The impression one gets of Guy du M. himself is of a regular soldier more or less reconciled to his lot, but with a shade too much temperament to be altogether contented ln a rather hide-bound profession. Temperament -- what a sod it, unless the possessor of it is in a walk of life where it can be made capital of! It rears its head rather particularly in his caustic remarks about generals and peace-time army life, but such feelings are usual enough towards the end of a campaign. If his own account is to be trusted, he was not a man to suffer gladly those set in authority over him; a trait which recurred in more than one of his nephews [i.e. Jack] (including occasionally even a mere amateur soldier like the writer of these lines). Guy never became a general himself, but was to die twelve years later in Flanders in command of a battalion of his regiment. I fancy he was then due to get command of a brigade at any moment.

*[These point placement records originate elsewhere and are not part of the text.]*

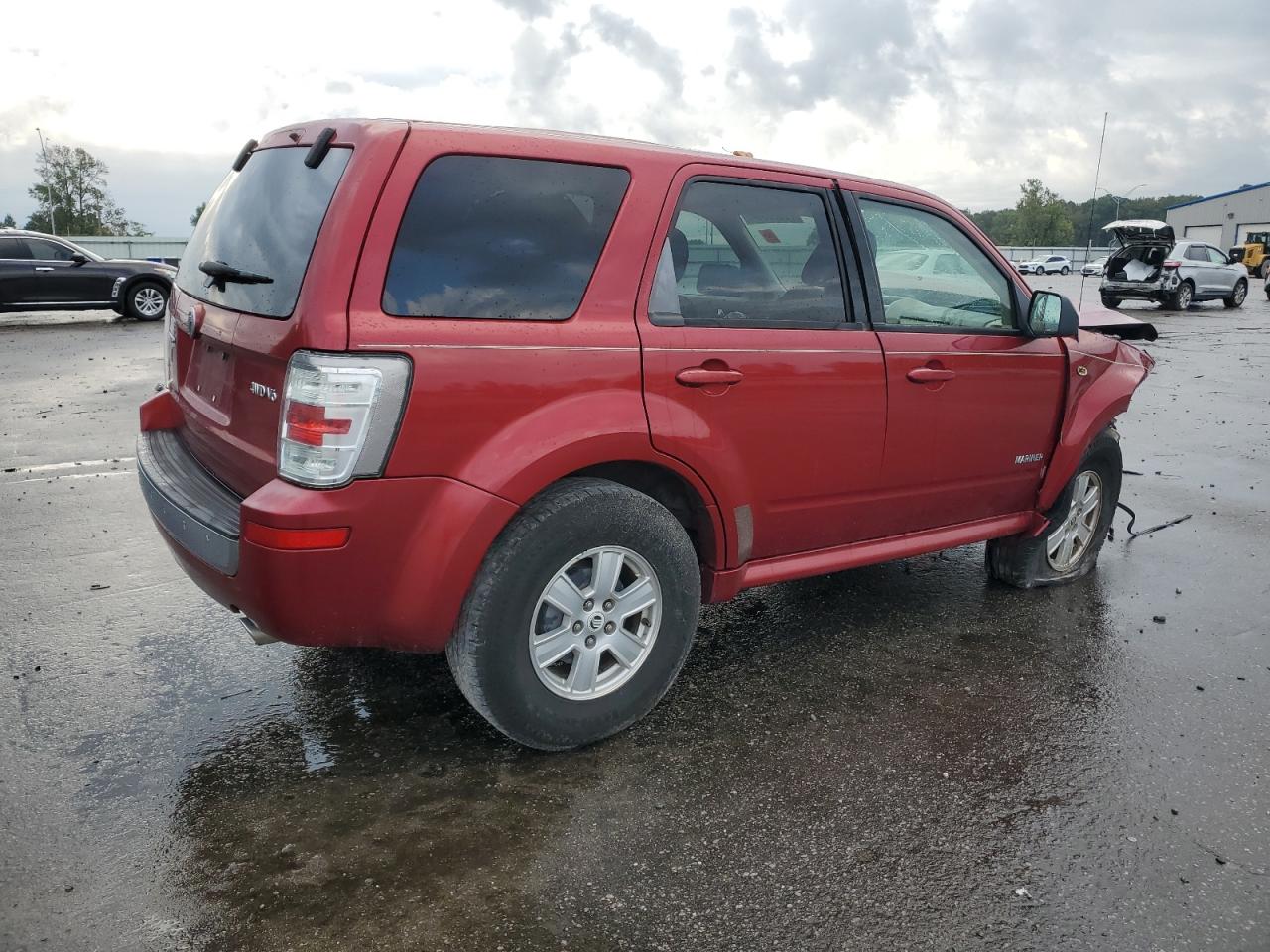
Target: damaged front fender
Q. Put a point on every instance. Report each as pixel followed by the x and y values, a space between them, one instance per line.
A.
pixel 1102 375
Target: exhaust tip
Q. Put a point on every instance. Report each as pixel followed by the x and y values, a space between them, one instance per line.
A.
pixel 254 630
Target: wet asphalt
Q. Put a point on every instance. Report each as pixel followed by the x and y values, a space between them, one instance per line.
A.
pixel 903 757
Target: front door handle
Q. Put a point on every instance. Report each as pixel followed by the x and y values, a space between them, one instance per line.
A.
pixel 930 375
pixel 705 377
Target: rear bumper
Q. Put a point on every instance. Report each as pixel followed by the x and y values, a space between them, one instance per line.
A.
pixel 399 580
pixel 191 508
pixel 1143 290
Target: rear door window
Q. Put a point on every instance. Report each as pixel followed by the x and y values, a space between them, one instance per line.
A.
pixel 965 291
pixel 502 239
pixel 49 250
pixel 744 255
pixel 263 220
pixel 14 249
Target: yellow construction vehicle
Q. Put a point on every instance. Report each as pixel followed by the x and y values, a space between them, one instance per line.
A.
pixel 1254 253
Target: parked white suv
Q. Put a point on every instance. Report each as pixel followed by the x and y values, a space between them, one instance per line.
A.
pixel 1151 266
pixel 1046 266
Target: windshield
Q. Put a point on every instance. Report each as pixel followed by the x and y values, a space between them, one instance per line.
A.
pixel 263 220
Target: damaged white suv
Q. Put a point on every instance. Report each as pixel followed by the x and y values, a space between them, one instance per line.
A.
pixel 1151 266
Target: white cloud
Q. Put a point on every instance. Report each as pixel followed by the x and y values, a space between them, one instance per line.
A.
pixel 965 98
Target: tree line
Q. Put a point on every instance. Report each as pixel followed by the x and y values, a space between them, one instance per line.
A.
pixel 72 186
pixel 1042 217
pixel 72 197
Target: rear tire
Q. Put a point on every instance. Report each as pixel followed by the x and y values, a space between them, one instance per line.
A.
pixel 146 301
pixel 511 625
pixel 1069 547
pixel 1182 298
pixel 1238 295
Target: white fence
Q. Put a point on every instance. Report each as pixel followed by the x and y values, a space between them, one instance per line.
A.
pixel 172 249
pixel 112 246
pixel 1076 255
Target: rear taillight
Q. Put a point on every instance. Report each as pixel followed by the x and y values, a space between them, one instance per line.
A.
pixel 339 416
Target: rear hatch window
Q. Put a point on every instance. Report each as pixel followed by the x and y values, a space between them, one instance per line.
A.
pixel 262 220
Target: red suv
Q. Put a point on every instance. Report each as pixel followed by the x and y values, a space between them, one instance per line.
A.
pixel 531 398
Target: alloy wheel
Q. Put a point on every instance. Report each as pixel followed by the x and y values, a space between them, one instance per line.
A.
pixel 148 301
pixel 1074 537
pixel 594 624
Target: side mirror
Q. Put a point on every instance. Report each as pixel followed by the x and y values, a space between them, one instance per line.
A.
pixel 1052 316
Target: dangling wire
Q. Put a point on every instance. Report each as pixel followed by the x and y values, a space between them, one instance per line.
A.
pixel 1133 517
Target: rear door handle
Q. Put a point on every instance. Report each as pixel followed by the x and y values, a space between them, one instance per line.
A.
pixel 703 377
pixel 930 375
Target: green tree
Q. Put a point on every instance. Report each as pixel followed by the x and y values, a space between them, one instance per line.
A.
pixel 1040 217
pixel 72 180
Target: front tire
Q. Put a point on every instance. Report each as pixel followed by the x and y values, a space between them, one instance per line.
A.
pixel 1236 298
pixel 580 616
pixel 1079 522
pixel 146 301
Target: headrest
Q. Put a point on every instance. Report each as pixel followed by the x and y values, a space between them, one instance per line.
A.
pixel 822 266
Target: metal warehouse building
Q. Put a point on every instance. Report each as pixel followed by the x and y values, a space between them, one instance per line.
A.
pixel 1223 220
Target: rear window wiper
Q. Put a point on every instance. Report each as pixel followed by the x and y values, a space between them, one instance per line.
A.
pixel 218 272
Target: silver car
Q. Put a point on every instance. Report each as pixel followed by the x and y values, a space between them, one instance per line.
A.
pixel 1151 266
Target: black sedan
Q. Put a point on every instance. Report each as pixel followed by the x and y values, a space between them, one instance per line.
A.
pixel 48 273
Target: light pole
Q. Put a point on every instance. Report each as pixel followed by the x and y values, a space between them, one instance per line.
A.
pixel 49 186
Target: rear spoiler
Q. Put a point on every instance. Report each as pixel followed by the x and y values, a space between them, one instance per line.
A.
pixel 1116 325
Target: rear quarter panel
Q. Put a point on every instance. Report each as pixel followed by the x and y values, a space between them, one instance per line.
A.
pixel 1102 375
pixel 509 405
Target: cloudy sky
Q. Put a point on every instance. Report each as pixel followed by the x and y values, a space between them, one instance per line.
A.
pixel 965 98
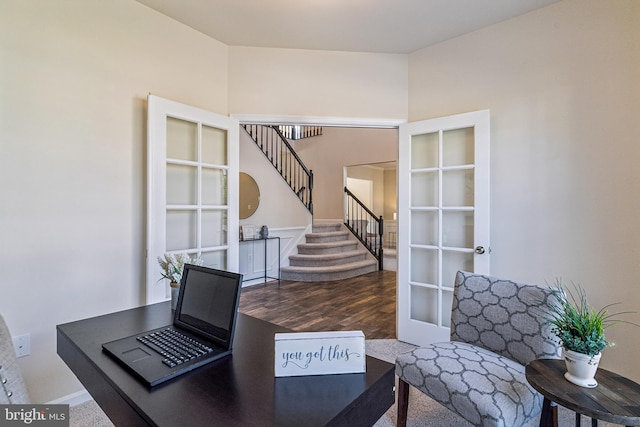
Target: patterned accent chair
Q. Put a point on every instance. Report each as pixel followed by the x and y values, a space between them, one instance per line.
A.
pixel 496 329
pixel 12 387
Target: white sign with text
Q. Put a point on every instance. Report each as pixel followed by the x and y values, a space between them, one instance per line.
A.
pixel 319 353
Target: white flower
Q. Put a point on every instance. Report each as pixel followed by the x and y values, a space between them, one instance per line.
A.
pixel 172 265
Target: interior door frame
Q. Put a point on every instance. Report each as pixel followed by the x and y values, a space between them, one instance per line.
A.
pixel 425 332
pixel 157 111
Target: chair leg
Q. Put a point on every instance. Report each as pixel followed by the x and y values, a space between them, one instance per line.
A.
pixel 403 402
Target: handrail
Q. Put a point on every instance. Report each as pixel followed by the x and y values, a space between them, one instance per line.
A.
pixel 357 220
pixel 283 157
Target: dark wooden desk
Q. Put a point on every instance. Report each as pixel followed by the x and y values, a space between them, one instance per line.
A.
pixel 616 399
pixel 237 391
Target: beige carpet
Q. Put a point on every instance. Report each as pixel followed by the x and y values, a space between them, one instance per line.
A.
pixel 423 411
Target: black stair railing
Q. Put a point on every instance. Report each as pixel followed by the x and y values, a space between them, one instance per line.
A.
pixel 300 131
pixel 364 225
pixel 279 152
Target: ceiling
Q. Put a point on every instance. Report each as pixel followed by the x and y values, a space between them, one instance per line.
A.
pixel 381 26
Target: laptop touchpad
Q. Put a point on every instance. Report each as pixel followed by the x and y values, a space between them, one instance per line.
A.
pixel 134 355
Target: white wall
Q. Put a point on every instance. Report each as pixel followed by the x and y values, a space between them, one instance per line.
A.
pixel 562 86
pixel 74 77
pixel 317 83
pixel 328 154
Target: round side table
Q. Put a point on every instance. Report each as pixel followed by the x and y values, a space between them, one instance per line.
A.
pixel 616 399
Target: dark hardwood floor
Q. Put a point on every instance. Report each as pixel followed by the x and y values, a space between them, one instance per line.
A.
pixel 366 303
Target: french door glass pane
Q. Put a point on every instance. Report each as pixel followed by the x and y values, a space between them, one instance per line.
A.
pixel 458 147
pixel 182 139
pixel 424 189
pixel 424 228
pixel 424 304
pixel 457 188
pixel 214 228
pixel 424 151
pixel 452 262
pixel 457 229
pixel 214 184
pixel 424 265
pixel 214 146
pixel 181 185
pixel 447 303
pixel 181 230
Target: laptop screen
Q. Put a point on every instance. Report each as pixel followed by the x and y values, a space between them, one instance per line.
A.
pixel 208 303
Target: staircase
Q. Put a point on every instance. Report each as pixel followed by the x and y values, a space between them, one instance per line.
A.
pixel 328 254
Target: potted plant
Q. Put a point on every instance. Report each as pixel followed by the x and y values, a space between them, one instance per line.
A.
pixel 580 330
pixel 172 265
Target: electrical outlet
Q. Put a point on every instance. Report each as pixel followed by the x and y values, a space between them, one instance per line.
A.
pixel 22 345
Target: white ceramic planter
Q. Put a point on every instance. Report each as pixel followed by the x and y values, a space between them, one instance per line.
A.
pixel 581 368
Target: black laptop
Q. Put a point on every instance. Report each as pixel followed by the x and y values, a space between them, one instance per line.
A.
pixel 202 330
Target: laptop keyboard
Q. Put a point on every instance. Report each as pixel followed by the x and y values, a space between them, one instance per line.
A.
pixel 176 347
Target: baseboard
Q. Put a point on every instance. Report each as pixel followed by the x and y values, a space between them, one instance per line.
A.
pixel 73 399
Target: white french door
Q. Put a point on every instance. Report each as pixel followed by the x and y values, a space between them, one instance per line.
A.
pixel 443 218
pixel 192 189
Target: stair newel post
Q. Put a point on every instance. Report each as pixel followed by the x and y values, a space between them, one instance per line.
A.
pixel 310 192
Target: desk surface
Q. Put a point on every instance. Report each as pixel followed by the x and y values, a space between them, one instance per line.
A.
pixel 238 390
pixel 616 399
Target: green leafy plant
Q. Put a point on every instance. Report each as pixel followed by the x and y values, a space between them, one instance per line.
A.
pixel 579 327
pixel 172 265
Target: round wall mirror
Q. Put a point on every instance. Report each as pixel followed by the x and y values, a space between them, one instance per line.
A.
pixel 249 195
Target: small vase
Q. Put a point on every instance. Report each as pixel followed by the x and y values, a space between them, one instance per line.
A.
pixel 581 368
pixel 175 290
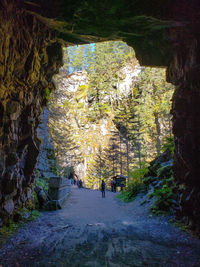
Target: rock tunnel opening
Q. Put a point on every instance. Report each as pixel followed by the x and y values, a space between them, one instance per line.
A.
pixel 108 115
pixel 162 34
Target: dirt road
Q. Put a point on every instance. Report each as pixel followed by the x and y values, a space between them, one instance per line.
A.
pixel 96 232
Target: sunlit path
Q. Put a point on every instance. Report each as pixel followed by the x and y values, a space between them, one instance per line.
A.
pixel 91 231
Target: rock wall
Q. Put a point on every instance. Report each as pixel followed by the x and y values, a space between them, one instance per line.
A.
pixel 163 33
pixel 29 56
pixel 46 158
pixel 184 72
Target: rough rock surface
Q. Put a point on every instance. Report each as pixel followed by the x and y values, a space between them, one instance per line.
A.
pixel 29 56
pixel 92 231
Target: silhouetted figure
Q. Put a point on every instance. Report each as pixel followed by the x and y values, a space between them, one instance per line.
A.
pixel 114 185
pixel 111 184
pixel 103 188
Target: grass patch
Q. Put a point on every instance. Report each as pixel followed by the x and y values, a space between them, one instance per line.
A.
pixel 126 197
pixel 11 227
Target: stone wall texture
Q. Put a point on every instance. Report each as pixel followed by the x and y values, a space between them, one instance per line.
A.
pixel 163 33
pixel 29 56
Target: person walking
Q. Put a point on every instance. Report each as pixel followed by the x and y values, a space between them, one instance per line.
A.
pixel 103 188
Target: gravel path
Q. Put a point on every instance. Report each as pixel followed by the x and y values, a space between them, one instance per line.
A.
pixel 96 232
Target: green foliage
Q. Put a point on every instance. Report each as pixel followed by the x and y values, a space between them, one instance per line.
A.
pixel 42 182
pixel 136 122
pixel 138 174
pixel 164 197
pixel 11 226
pixel 168 144
pixel 135 185
pixel 164 172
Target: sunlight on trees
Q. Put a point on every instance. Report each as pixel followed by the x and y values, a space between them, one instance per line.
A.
pixel 109 115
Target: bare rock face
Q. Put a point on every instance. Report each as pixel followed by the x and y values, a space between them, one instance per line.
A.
pixel 46 157
pixel 29 56
pixel 184 72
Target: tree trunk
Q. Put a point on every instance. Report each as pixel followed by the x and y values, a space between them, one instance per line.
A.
pixel 158 132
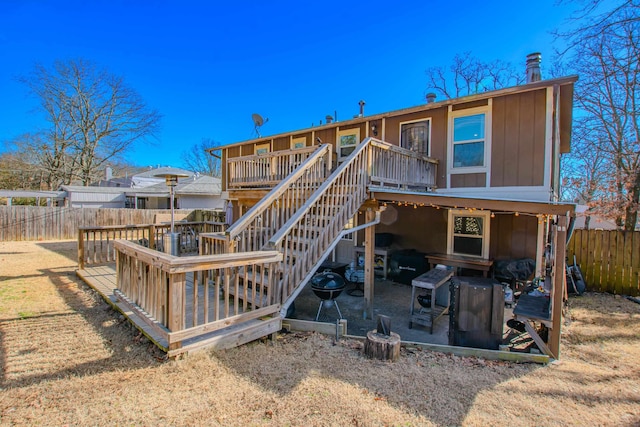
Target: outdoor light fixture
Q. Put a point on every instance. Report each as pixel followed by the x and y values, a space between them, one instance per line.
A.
pixel 171 179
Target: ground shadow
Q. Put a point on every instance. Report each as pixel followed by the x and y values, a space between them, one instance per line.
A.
pixel 47 336
pixel 68 248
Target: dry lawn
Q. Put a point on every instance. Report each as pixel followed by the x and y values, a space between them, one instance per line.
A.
pixel 68 359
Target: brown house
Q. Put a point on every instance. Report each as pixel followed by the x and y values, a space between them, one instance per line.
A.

As we shall see, S.Ll.D. in her last "will" expressed the wish that he should share in the guardianship and trusteeship of her five boys. He never actively did, partly through serving abroad again (S. Africa, Crete and India) from 1910 to 1914. But I think it is clear that, if he had lived, his presence in the background of our lives would have benefitted us not inconsiderably.
Attractive as are the suggestions he throws out in these letters of selling old Susan Caught's house and buying with the proceeds a Kentish farm where there would be horses and lessons in equitation tor all or us, the delights of Ramsgate linger so vividly in all my childish memories that I for one cannot regret Emma du M's decision to stick to dear old 16 Royal Crescent after all. I wonder if S.Ll.D. had anything to do with that decision? More than likely, with all five of us still then in the sand-digging and donkey-riding stage.
And so back to the main thread of the record, if it has such a thing, with Guy du M. home on leave and Gerald married to the allurin' Miss Beaumont -- it would be some years yet before Guy himself belied his own prophecies by marrying Gwen Price, who still survives, a widow these thirty years and more.